Given harvest will be made up of smaller lots, we will not use the flash détente technology as much this year, and instead, will focus on small-batch, whole-berry fermentation and cryomaceration. We will use this opportunity to make more reserve and special selection wines.
It’s a bit of a relief the 2020 will not deliver a bumper crop like the past two years. Everybody got more fruit than they committed for last year. With our tasting room closed since March and lower sales, it would have been difficult to take on additional fruit from a big crop.
Harvest/winery COVID protocols: We will maintain our health and safety protocols as we shift more and more of our activities to the winery. We will continue practicing social distancing, mandating face coverings, and using UV-C wands on purchases and UV-C lamps in the restrooms. Additionally, the ozone machine is run weekly in the production facility and we have installed smaller units in the restrooms and tasting rooms.

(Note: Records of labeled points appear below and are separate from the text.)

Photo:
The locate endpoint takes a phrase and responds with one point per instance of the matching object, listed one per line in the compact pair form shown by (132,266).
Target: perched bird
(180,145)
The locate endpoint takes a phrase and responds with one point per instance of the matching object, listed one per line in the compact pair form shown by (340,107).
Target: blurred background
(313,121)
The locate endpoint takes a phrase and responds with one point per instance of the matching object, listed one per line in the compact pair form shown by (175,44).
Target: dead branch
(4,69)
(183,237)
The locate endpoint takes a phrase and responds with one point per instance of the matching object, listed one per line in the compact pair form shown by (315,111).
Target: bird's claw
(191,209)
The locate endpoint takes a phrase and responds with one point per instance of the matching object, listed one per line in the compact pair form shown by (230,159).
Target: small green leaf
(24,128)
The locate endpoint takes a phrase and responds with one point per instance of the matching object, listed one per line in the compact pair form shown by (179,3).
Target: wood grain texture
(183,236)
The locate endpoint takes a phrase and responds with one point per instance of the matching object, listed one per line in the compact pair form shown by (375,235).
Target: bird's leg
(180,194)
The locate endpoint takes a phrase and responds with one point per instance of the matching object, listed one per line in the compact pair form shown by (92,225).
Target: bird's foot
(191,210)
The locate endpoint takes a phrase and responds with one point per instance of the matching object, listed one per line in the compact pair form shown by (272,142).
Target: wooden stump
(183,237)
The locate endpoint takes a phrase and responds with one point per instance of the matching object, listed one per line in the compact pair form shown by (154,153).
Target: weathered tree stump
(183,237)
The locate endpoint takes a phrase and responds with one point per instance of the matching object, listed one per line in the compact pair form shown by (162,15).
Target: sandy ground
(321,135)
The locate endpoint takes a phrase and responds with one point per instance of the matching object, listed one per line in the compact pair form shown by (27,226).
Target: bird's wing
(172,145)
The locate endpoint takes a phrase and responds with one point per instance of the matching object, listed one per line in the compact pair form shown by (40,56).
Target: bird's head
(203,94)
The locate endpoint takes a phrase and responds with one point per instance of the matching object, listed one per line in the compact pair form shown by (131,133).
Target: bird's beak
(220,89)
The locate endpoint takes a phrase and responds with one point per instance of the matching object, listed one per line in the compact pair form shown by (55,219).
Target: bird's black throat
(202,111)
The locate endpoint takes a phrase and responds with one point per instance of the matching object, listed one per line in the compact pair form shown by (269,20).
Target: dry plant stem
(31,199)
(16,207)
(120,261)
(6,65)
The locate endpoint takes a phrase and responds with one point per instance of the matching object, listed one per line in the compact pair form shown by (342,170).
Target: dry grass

Because of the intensity of the pandemic, Dr. Bob Young considers the risk too high to allow service indoors. Our team has developed protocols to provide outdoor service when Bending Branch reopens.
Vineyard Manager Travis Conley: We are expecting normal yields from our Comanche and Newburg Vineyards and fruit quality is looking great; our Muscat of Alexandria and Nero d’Avola look spectacular. We will start harvesting Viognier the week of July 20 (which is one of our earliest harvest dates), followed by Semillon, Tempranillo, Muscat, and Nero. Given the heat and drought, I expect this to be a fast-and-furious harvest, harvesting one variety after another, and picking everything by the end of August (last year, we completed our estate harvest about mid-September). Things are moving slower in the Texas High Plains; while we get much lower yields than normal from the growers there, the quality looks great.

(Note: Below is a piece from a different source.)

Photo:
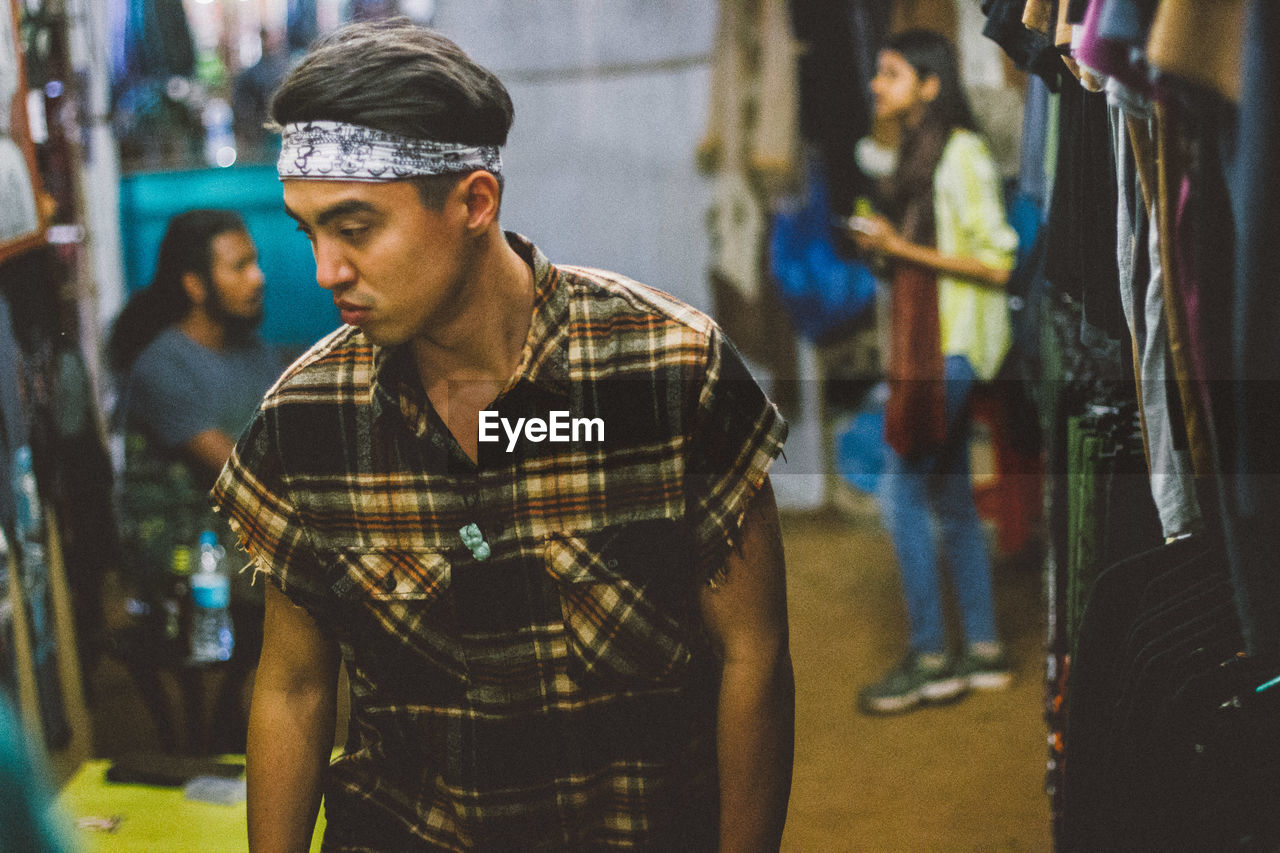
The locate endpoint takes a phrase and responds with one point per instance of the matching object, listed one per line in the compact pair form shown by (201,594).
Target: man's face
(396,268)
(236,292)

Harvest/winery COVID protocols: We have a small team that has been highly focused on safe and healthy practices. The vineyard layout promotes social distancing, and once we start pressing, we will require face coverings, frequent hand washing, and using hand sanitizers frequently.
Winemaker Dave Reilly: 2020 will go down in history for many reasons; a bumper crop will not be one of them. Due to the freeze event last October on the Texas High Plains, we are not expecting to harvest any white wine grapes this year except for Roussanne. We expect very low yields from the red varieties with the exception of Sangiovese. Fingers crossed for 2021.
Harvest/winery COVID protocols: The winery crew is taking strict safety precautions at and outside of work, wearing face coverings, washing hands, using sanitizer, and practicing social distancing.